In the last several years, consumers have gained a lot of control.

From the GAP rebranding outcry (and consequent brand reversal), to the Chevy Tahoe social media campaign failure of 2006, all the way to the collage of new BP logos surfacing on the web following the Gulf of Mexico oil spill, companies have begun to respect (fear) consumers like never before.

I don’t blame them. Consumers are now all connected and are publishing like never before – they’re publishing daily by tweeting, blogging, Facebook status updating, LinkedIn e-networking, Flickr photo uploading, YouTube.com video creating, podcasting, message boarding, location logging, etc.

On June 3rd, a small theatre company in Austin Texas called Alamo Drafthouse Cinema, produced this YouTube.com video in response to an angry customer phone call complaint (thanks Debra Watkinson for bringing this to my attention). It’s surprisingly the opposite of an apology and defies pretty much every social media strategy book in publication right now:

http://youtu.be/JVz-fO7kxcQ

I say, well done. Alamo Drafthouse recognized something very important – if consumers are now publishers, then they too, as a company, is a publisher as well. They can access and play in the same digital spaces just as consumers can.

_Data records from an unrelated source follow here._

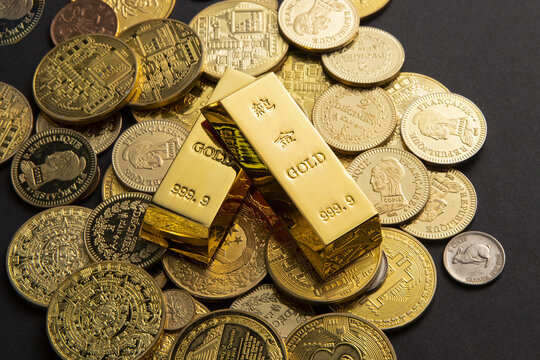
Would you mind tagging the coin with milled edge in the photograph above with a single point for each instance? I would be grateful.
(229, 334)
(408, 288)
(143, 153)
(104, 311)
(395, 181)
(474, 258)
(374, 58)
(443, 128)
(53, 168)
(338, 337)
(112, 231)
(354, 120)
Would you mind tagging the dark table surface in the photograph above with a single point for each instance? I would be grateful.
(486, 51)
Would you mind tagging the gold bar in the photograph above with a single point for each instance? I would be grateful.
(201, 193)
(297, 173)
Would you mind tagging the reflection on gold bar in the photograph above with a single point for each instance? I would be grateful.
(199, 197)
(297, 173)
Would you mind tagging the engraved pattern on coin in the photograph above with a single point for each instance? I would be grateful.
(106, 310)
(45, 250)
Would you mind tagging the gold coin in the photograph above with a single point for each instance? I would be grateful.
(241, 35)
(408, 288)
(85, 79)
(17, 120)
(443, 128)
(374, 58)
(450, 208)
(104, 311)
(338, 337)
(354, 120)
(303, 76)
(294, 275)
(404, 90)
(395, 181)
(170, 56)
(45, 250)
(318, 25)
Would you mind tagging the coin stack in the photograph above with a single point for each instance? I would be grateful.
(110, 294)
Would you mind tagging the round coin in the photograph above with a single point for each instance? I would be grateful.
(283, 313)
(85, 79)
(374, 58)
(246, 336)
(54, 168)
(408, 289)
(395, 181)
(443, 128)
(83, 17)
(112, 231)
(45, 250)
(144, 152)
(474, 258)
(338, 337)
(354, 120)
(104, 311)
(17, 121)
(241, 35)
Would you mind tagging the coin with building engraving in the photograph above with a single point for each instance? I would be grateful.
(339, 337)
(112, 231)
(395, 181)
(409, 286)
(143, 153)
(108, 310)
(240, 35)
(354, 120)
(53, 168)
(229, 334)
(16, 121)
(474, 258)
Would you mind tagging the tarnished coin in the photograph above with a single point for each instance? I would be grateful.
(338, 337)
(170, 56)
(54, 168)
(100, 135)
(18, 18)
(229, 334)
(395, 181)
(408, 289)
(293, 273)
(143, 153)
(104, 311)
(318, 25)
(85, 79)
(45, 250)
(474, 258)
(443, 128)
(354, 120)
(237, 267)
(450, 208)
(180, 309)
(83, 17)
(241, 35)
(283, 313)
(112, 231)
(16, 121)
(374, 58)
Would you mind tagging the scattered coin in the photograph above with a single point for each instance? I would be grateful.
(474, 258)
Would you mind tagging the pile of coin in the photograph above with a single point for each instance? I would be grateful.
(102, 284)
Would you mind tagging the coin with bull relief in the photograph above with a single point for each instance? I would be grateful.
(474, 258)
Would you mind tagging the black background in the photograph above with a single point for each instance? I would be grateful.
(484, 50)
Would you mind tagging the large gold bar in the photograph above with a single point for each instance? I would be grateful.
(297, 173)
(201, 193)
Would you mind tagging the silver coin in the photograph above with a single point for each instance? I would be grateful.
(474, 258)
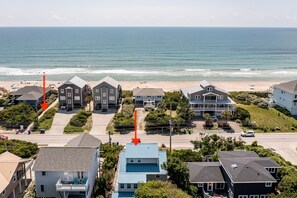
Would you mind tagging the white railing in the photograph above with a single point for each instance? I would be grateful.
(60, 186)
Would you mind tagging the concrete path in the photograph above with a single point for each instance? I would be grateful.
(101, 121)
(61, 119)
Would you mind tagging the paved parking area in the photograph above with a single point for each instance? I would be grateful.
(100, 121)
(61, 119)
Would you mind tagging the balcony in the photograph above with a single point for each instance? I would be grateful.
(75, 185)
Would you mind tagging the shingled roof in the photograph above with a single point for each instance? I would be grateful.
(84, 140)
(148, 92)
(76, 81)
(290, 86)
(109, 81)
(205, 172)
(64, 159)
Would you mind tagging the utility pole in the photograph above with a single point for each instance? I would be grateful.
(171, 128)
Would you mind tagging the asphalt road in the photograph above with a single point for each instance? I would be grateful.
(283, 143)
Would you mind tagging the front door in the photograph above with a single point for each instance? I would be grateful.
(210, 187)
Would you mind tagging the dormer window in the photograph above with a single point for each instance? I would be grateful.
(209, 88)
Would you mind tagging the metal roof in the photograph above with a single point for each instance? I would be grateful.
(290, 86)
(205, 172)
(142, 150)
(76, 81)
(64, 159)
(109, 81)
(84, 140)
(148, 92)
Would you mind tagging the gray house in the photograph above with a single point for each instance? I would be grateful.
(72, 93)
(32, 95)
(285, 95)
(68, 171)
(106, 93)
(148, 96)
(207, 98)
(241, 174)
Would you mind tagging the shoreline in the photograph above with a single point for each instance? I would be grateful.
(165, 85)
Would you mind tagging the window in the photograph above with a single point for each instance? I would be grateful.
(42, 188)
(209, 88)
(197, 97)
(271, 170)
(3, 192)
(268, 184)
(14, 178)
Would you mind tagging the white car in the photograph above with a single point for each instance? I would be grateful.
(248, 133)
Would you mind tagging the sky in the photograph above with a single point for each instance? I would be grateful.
(188, 13)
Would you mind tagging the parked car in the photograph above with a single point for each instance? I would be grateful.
(248, 133)
(3, 137)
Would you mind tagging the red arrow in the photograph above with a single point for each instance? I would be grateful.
(44, 105)
(135, 140)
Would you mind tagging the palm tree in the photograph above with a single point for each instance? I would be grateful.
(226, 115)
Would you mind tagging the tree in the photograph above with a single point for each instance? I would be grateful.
(208, 120)
(159, 189)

Can this video be the catalyst for a new stage in strategic social media corporate communications? A stage where brands won’t just automatically bow down to the threats and berating of consumers, but will instead begin using their marketing might and ingenuity to craft their own creative content that wins crowds over?

Cow Chasing Man

Maybe eHarmony was inspired by Alamo Drafthouse’s recent victory, with the creation of their own video in response to a spoof video that showed up on YouTube.com a few days ago. You can read my blog article on this story, Are You Looking For A Date?

You’ll notice in both situations, the brands producing the videos hadn’t broken any of their own promises and produced videos that the greater community would enjoy.

So what do you think – are we entering a new stage where brands begin to fight back?

Andrew Schiestel is the Chief of WOW! Projects at tbk Creative, a web design & social marketing agency that instigates and accelerates consumer action around brands. To contact Andrew about speaking at your upcoming web marketing & communications event, click here. Andrew can be followed on Twitter here.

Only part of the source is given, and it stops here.